With the Unicode implementation and the subclassing support for builtin types, it is possible to add support without having to go through all the hoops and discussions on python-dev or py3k lists.

I'm also for making Python faster, but not if it limits future optimizations and produces dead-ends. The fact that such optimizations haven't been implemented yet doesn't really mean anything either - people are not yet using Unicode intensively enough to let the need arise.

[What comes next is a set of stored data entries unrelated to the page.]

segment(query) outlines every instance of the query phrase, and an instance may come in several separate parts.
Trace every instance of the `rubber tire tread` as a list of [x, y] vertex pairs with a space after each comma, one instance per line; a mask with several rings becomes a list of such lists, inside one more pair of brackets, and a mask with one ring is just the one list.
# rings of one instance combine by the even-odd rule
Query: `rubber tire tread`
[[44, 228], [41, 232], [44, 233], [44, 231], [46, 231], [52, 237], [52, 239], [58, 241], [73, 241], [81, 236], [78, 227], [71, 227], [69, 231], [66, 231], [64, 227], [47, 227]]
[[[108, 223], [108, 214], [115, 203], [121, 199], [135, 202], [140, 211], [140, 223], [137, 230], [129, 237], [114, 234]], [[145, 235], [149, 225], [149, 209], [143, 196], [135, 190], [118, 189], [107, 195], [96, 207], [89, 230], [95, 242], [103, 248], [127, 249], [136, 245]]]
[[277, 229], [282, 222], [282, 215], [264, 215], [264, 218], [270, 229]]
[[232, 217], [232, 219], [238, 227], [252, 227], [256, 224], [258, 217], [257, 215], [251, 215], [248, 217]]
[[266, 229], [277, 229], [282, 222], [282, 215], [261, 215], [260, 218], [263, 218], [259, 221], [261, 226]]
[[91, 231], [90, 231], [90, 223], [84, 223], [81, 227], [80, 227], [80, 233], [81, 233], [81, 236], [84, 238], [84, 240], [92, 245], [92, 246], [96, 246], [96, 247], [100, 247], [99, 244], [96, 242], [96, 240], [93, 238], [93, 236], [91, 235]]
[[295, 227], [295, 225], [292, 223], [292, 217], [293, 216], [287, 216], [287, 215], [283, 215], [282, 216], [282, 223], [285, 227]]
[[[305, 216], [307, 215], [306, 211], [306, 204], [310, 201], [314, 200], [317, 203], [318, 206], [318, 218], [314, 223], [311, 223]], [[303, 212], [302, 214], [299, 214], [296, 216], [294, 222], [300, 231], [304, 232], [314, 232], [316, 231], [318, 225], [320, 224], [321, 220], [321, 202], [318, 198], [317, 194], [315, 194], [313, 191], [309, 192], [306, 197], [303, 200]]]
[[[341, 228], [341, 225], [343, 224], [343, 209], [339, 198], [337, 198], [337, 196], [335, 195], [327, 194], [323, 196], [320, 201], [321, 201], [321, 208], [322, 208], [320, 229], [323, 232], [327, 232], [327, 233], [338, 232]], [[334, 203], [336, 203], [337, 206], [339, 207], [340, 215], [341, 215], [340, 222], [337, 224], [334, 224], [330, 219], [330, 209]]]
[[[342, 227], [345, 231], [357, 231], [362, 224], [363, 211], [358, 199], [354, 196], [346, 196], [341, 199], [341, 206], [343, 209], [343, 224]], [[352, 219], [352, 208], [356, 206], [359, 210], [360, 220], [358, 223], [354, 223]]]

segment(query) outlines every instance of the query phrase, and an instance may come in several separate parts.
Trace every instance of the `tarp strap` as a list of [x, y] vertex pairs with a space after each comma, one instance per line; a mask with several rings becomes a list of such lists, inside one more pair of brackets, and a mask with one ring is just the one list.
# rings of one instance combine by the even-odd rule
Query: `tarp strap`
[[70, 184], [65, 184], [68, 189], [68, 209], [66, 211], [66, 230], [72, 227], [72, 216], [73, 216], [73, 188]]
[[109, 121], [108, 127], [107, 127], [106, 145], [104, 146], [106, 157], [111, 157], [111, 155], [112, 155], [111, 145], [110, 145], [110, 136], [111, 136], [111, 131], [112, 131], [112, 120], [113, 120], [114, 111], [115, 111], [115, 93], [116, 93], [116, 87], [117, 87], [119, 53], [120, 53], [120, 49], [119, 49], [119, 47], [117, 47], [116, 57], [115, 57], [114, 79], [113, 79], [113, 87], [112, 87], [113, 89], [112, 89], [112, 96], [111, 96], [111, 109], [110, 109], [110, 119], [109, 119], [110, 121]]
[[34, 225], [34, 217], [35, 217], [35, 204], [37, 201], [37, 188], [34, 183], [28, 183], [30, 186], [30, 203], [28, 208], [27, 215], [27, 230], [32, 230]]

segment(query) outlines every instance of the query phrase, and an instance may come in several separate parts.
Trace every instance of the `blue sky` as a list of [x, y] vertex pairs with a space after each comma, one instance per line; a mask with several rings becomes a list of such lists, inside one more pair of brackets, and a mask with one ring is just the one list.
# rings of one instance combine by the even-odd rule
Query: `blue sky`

pitrou commented 16 years ago

Well, I'm not gonna try to defend my patch eternally :) I understand your opinion even if I find a bit disturbing that we refuse a concrete, actual optimization on the basis of future hypothetical ones.

Since all the arguments have been laid down, I'll let other developers decide whether further discussion of this proposal is useful or not.

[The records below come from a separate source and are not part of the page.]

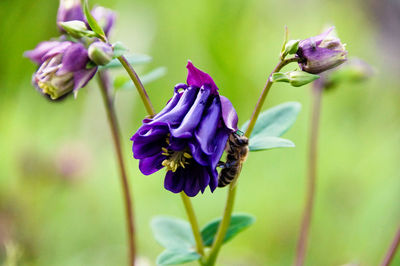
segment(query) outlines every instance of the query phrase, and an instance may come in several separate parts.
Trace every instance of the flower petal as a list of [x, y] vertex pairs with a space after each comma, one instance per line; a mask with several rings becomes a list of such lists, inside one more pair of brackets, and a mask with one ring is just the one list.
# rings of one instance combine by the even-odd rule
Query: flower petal
[[[206, 86], [208, 87], [208, 86]], [[191, 138], [193, 131], [201, 121], [204, 108], [206, 107], [210, 90], [204, 89], [204, 86], [199, 90], [196, 100], [191, 106], [189, 112], [183, 118], [181, 124], [176, 129], [171, 129], [171, 135], [176, 138]]]
[[84, 69], [74, 73], [74, 96], [78, 94], [78, 90], [86, 86], [86, 84], [93, 78], [96, 74], [97, 67], [91, 69]]
[[221, 100], [221, 108], [222, 108], [222, 118], [224, 119], [225, 126], [232, 131], [236, 131], [238, 116], [235, 108], [233, 108], [232, 103], [225, 96], [219, 96]]
[[178, 103], [169, 112], [161, 111], [163, 114], [158, 116], [157, 119], [153, 119], [153, 121], [148, 124], [169, 126], [180, 124], [189, 109], [192, 107], [193, 102], [196, 99], [197, 91], [197, 88], [189, 87], [182, 93]]
[[33, 62], [41, 65], [41, 64], [43, 64], [44, 61], [46, 61], [46, 60], [43, 60], [44, 55], [47, 54], [52, 49], [59, 47], [61, 44], [62, 44], [62, 42], [58, 42], [58, 41], [41, 42], [36, 46], [35, 49], [26, 51], [24, 53], [24, 56], [28, 57]]
[[65, 50], [61, 68], [57, 71], [57, 75], [63, 75], [67, 72], [75, 72], [78, 70], [86, 70], [88, 62], [89, 56], [85, 46], [81, 43], [74, 43]]
[[168, 171], [164, 179], [165, 189], [179, 193], [183, 190], [185, 185], [185, 178], [181, 176], [181, 170], [178, 169], [176, 172]]
[[199, 126], [196, 129], [195, 136], [197, 142], [204, 153], [211, 155], [214, 152], [215, 133], [221, 119], [221, 105], [219, 97], [215, 97], [211, 106], [207, 108]]
[[164, 155], [156, 154], [151, 157], [143, 158], [139, 160], [139, 170], [144, 175], [151, 175], [164, 166], [162, 162], [166, 159]]
[[188, 70], [188, 76], [186, 82], [190, 86], [196, 86], [201, 88], [203, 85], [210, 86], [212, 94], [218, 94], [218, 87], [215, 85], [214, 80], [207, 73], [196, 68], [193, 63], [189, 60], [186, 66]]

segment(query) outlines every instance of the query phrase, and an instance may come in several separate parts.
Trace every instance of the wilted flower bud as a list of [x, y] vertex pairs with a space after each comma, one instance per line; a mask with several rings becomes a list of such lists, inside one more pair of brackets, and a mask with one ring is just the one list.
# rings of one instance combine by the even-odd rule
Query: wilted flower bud
[[[60, 6], [57, 13], [57, 24], [71, 20], [84, 21], [85, 16], [81, 6], [81, 0], [60, 0]], [[61, 32], [65, 30], [59, 25]]]
[[95, 42], [89, 46], [89, 58], [96, 65], [104, 66], [113, 59], [114, 51], [110, 44], [104, 42]]
[[38, 90], [52, 100], [84, 87], [96, 73], [97, 67], [87, 69], [88, 52], [81, 43], [42, 42], [25, 56], [39, 64], [33, 76]]
[[116, 20], [115, 12], [102, 6], [95, 6], [90, 13], [108, 36]]
[[66, 22], [59, 22], [59, 26], [61, 26], [69, 35], [74, 38], [82, 38], [84, 36], [94, 37], [95, 33], [88, 30], [85, 22], [80, 20], [71, 20]]
[[333, 27], [318, 36], [300, 41], [297, 56], [303, 71], [318, 74], [346, 61], [345, 46], [339, 38], [329, 36], [332, 30]]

malemburg commented 16 years ago

Regarding the benchmark: You can instrument a 2.x version of the interpreter to build the data set and then have the test load this data set in Py3k and have it replay the allocation/deallocation in the same way it was done on the 2.x system.

I also expect that patch bpo-2321 will have an effect on the performance since that patch changed the way memory allocation of the buffer was done (from using the system malloc() to using pymalloc's allocator for the buffer as well).

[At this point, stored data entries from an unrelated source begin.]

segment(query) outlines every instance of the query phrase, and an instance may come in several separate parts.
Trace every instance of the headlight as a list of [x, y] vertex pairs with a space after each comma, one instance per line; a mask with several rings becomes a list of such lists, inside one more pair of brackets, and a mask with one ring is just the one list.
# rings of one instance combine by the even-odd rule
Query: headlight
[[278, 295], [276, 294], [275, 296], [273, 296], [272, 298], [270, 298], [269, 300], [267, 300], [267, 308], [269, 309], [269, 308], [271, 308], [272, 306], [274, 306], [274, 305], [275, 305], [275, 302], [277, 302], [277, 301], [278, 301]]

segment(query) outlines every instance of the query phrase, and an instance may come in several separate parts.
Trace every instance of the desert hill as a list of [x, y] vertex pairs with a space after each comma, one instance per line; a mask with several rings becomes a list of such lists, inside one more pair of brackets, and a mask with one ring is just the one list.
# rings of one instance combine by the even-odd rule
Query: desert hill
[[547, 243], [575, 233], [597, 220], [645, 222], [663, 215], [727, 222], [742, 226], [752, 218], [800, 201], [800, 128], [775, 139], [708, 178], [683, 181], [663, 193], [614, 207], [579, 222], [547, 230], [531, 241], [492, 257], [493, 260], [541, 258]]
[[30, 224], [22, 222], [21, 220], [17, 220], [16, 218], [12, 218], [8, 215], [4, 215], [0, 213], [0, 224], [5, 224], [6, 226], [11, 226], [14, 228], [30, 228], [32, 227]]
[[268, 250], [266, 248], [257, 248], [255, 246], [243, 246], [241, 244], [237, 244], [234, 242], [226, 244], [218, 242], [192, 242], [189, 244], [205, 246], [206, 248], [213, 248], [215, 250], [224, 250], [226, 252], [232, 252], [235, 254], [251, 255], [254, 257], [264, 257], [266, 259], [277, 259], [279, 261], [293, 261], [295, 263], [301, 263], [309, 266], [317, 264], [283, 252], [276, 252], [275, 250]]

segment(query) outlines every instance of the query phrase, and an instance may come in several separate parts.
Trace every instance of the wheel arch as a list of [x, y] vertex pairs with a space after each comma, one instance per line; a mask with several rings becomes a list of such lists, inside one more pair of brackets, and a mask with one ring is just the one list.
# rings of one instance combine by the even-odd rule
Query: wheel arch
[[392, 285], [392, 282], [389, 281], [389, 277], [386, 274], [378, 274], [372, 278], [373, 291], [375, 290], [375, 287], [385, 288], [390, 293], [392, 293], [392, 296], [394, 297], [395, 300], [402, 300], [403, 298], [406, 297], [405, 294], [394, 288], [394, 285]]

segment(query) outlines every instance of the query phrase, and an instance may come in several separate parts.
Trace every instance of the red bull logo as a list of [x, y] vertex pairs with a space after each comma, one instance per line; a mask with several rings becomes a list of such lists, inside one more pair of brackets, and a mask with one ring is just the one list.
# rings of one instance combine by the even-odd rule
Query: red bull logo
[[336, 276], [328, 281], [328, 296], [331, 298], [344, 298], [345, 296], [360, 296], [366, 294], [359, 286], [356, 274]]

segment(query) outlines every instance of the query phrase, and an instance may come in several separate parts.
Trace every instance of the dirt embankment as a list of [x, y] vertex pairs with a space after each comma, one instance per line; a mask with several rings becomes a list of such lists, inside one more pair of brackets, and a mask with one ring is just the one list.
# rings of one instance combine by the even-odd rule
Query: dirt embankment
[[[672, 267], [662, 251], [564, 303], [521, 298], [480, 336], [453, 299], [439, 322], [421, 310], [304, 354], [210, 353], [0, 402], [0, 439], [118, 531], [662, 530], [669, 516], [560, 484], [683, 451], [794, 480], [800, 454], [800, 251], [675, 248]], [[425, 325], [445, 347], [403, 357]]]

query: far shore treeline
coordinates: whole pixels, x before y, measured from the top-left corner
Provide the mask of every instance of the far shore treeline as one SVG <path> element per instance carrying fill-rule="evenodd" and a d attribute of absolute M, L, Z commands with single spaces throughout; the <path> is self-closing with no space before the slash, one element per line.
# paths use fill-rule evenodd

pitrou commented 16 years ago

You are right, bpo-2321 made the numbers a bit tighter:

With a small string: ./python -m timeit -s "s=open('INTBENCH', 'r').read()" "s.split()" -> Unpatched py3k: 23.1 usec per loop -> Freelist patch: 21.3 usec per loop -> PyVarObject patch: 20.5 usec per loop

With a medium-sized string: ./python -m timeit -s "s=open('LICENSE', 'r').read()" "s.split()" -> Unpatched py3k: 406 usec per loop -> Freelist patch: 353 usec per loop -> PyVarObject patch: 314 usec per loop

With a long string: ./python -m timeit -s "s=open('Misc/HISTORY', 'r').read()" "s.split()" -> Unpatched py3k: 22.7 msec per loop -> Freelist patch: 24 msec per loop -> PyVarObject patch: 20.6 msec per loop

stringbench3k: -> Unpatched py3k: 266 seconds -> Freelist patch: 264 seconds -> PyVarObject patch: 249 seconds

Regarding your benchmarking suggestion, this would certainly be an interesting thing to do, but I fear it is also much more than I'm willing to do...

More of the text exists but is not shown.